Tuesday, May 19, 2015

Mixtape Monday: The Music of Mad Men


This week's playlist is an anomaly, in that it's not one I personally constructed. For the past few years, I've been subscribed this playlist on Spotify, and soon, it will stop being updated forever. Someone recommended the playlist to me (it might have been Vulture?) some time ago, and ever since it's been a favorite. This week's mix, in honor of the finale, is a collection of songs from AMC's Mad Men. 

Mad Men, when it first aired, was notable first and foremost for its set design and commitment to portraying the 60s in New York with accuracy and panache. The music was a big part of the show's commitment to the time period. Song titles and band references were dropped deliberately to solidify the verisimilitude. As time went on, Mad Men became a richer, deeper experience for viewers; it was more than just an aesthetic fantasy. Mad Men is without doubt one of the densest, most literary, most textually challenging shows of all time.

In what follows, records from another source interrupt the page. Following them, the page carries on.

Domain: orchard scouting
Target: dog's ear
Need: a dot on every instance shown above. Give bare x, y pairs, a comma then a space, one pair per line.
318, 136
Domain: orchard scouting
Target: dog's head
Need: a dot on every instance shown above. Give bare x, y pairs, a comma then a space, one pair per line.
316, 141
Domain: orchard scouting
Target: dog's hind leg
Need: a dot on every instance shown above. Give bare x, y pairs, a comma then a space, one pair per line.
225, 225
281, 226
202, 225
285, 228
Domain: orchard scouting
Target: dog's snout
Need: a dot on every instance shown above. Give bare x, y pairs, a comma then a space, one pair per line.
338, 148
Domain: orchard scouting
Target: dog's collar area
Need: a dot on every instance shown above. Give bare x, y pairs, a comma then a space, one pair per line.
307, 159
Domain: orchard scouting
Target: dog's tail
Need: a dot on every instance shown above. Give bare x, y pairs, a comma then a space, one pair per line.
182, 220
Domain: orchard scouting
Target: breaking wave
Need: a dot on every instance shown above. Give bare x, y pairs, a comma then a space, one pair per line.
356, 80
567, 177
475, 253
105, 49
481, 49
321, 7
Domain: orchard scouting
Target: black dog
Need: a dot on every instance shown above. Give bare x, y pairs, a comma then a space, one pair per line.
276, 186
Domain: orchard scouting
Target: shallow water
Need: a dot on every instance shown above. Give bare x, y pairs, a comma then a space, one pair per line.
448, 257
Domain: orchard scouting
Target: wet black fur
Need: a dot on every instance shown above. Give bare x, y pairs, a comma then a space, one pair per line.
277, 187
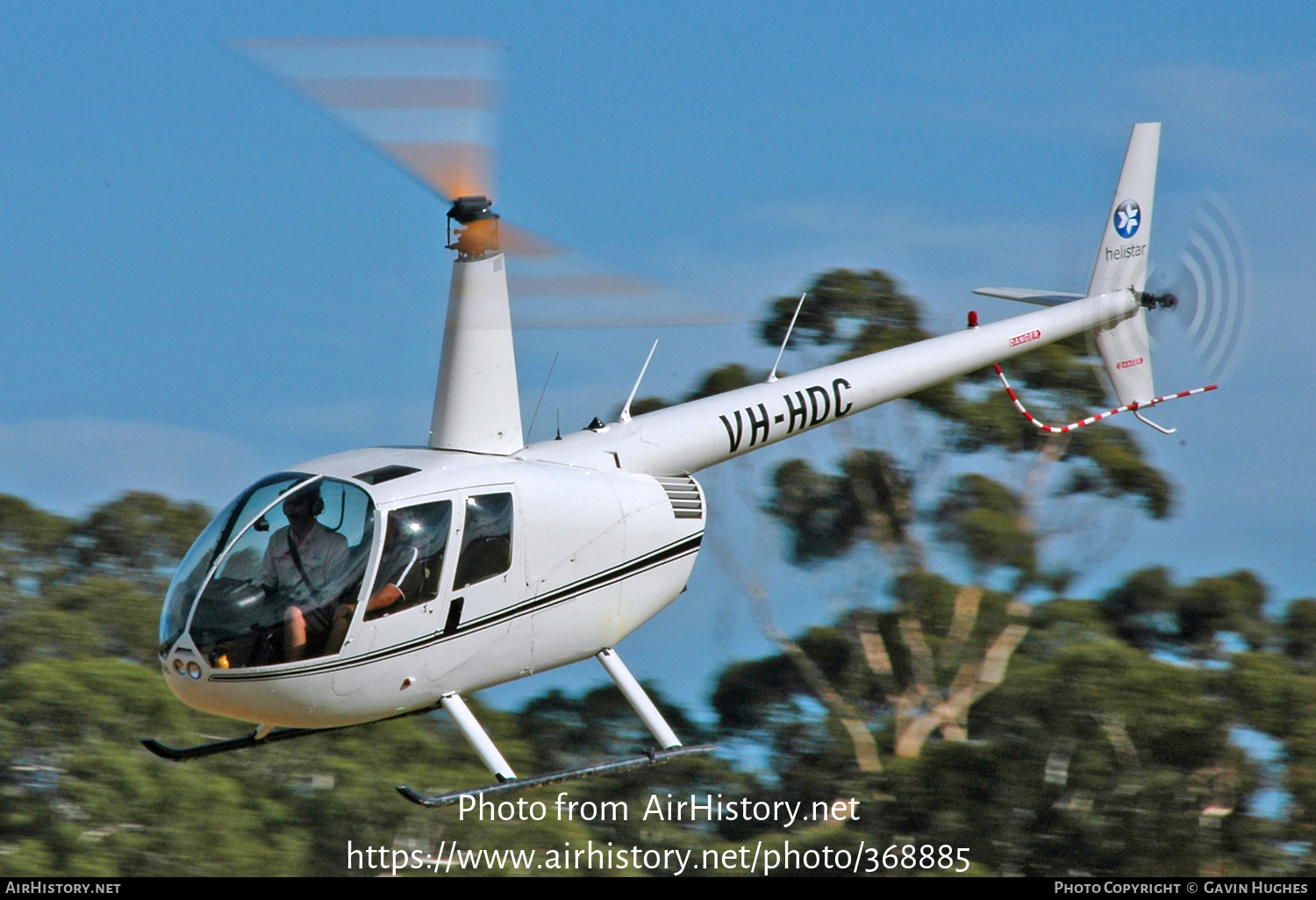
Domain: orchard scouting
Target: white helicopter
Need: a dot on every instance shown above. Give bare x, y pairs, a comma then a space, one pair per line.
392, 581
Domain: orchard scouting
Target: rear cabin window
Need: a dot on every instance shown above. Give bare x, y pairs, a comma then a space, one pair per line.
415, 546
486, 539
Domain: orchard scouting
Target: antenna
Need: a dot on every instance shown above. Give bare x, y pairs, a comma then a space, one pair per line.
626, 411
531, 431
771, 375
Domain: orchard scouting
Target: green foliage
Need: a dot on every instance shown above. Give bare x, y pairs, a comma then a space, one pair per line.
828, 513
1299, 631
983, 518
1149, 611
723, 379
139, 531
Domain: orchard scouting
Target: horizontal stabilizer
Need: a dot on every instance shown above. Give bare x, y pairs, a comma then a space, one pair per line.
1026, 295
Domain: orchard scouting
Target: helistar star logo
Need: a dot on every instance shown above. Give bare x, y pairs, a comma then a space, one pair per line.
1126, 218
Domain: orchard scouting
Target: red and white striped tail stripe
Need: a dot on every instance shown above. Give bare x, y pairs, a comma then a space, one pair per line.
1062, 429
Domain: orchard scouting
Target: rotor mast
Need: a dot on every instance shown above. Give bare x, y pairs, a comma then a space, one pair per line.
476, 400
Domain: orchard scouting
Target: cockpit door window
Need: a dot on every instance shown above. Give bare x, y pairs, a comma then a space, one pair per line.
486, 539
410, 568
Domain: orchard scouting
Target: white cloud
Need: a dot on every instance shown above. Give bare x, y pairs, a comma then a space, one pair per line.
68, 465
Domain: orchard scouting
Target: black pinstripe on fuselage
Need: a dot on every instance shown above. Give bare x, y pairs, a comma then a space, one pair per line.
660, 557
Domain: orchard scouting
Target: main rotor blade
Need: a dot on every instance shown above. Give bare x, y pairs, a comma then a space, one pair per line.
429, 104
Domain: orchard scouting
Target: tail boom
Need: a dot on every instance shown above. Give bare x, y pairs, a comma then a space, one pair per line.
692, 436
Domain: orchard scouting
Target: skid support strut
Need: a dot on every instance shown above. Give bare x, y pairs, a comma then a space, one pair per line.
476, 737
647, 712
637, 697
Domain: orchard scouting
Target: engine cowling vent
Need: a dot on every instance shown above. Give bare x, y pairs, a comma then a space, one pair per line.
683, 494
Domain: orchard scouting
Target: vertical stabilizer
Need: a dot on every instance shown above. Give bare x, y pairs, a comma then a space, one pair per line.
476, 403
1121, 265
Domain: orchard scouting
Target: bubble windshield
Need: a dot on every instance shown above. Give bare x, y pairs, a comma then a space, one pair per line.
197, 563
286, 586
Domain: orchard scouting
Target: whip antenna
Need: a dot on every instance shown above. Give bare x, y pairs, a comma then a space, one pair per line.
771, 375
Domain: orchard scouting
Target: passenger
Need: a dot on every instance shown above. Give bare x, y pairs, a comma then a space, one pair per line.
302, 563
400, 576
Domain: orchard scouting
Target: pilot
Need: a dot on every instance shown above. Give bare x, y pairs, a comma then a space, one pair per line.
302, 563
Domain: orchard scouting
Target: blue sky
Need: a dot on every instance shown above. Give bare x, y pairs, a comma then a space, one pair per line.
204, 279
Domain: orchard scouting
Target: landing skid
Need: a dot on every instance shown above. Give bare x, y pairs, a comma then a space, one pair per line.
553, 778
254, 739
182, 754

As the show deepened, the music gained greater significance, lost some of its rigid adherence to period propriety. There have been some anachronistic song selections over the course of the series, from The Decemberists to David Bowie. Even by the second episode, we hear The Cardigans closing the episode with "The Great Divide." Mad Men has always been very deliberate with the songs that play over its end credits, easing us out of the episode and solidifying the episode's central theme. In the case of the Cardigans, that great divide was between Don and Betty, already, even then, irreconcilably separate people.

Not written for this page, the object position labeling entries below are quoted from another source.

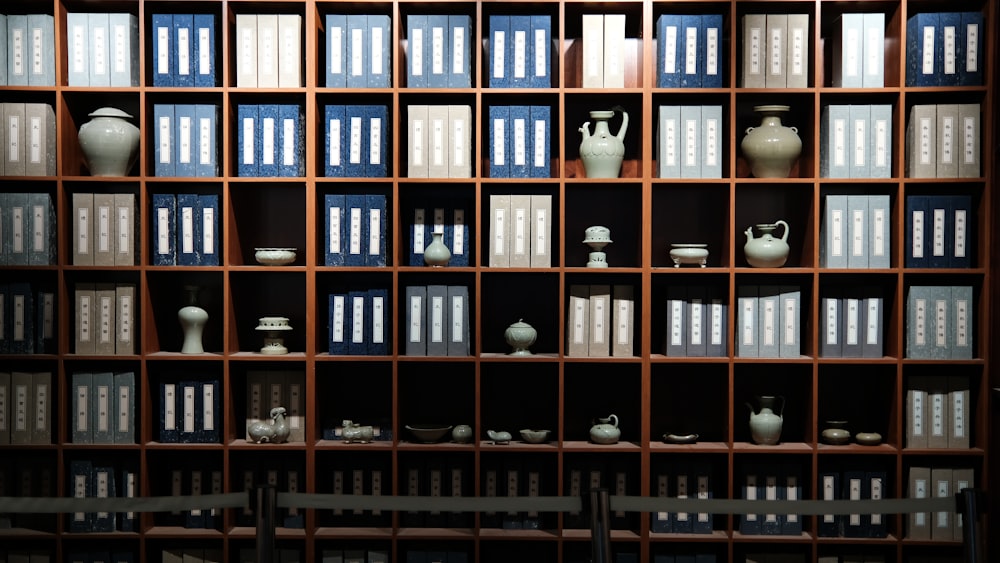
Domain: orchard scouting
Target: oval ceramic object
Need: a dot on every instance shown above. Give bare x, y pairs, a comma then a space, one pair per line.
274, 256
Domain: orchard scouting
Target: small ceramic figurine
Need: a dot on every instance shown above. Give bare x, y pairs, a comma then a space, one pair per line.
275, 432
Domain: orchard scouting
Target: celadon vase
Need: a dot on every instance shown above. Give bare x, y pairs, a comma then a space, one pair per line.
192, 319
771, 147
602, 152
766, 421
110, 143
437, 253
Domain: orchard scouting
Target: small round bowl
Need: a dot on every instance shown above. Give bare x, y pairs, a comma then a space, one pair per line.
535, 436
275, 256
428, 433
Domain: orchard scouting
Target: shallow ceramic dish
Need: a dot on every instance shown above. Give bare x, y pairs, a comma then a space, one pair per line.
275, 256
535, 436
680, 438
428, 433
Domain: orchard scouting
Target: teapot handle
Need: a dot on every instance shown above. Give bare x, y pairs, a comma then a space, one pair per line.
784, 235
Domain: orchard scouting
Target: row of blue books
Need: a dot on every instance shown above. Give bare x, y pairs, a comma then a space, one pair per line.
103, 49
945, 49
436, 217
184, 51
520, 51
190, 411
27, 50
939, 231
357, 47
355, 229
520, 141
185, 230
357, 140
270, 140
359, 323
439, 51
27, 229
90, 479
689, 51
104, 407
28, 318
185, 140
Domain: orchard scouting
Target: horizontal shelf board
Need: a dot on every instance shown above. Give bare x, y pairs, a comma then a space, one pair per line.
780, 448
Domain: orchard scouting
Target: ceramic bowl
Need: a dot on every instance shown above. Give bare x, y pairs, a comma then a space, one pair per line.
535, 436
275, 256
428, 433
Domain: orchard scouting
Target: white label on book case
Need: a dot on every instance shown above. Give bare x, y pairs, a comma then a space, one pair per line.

One of the rarest, most enticing things about Mad Men has been this obsessive attention to detail. Everything is deliberate and calculated. Everything on this show had meaning and significance. There has not been a show since that has been so trusting with its audience, so sure that viewers will put in the work necessary to explicate the show's text. With the growing trend towards reboots and limited series, it may be a long time still before we have an extended series that rivals Mad Men in ambition and scope.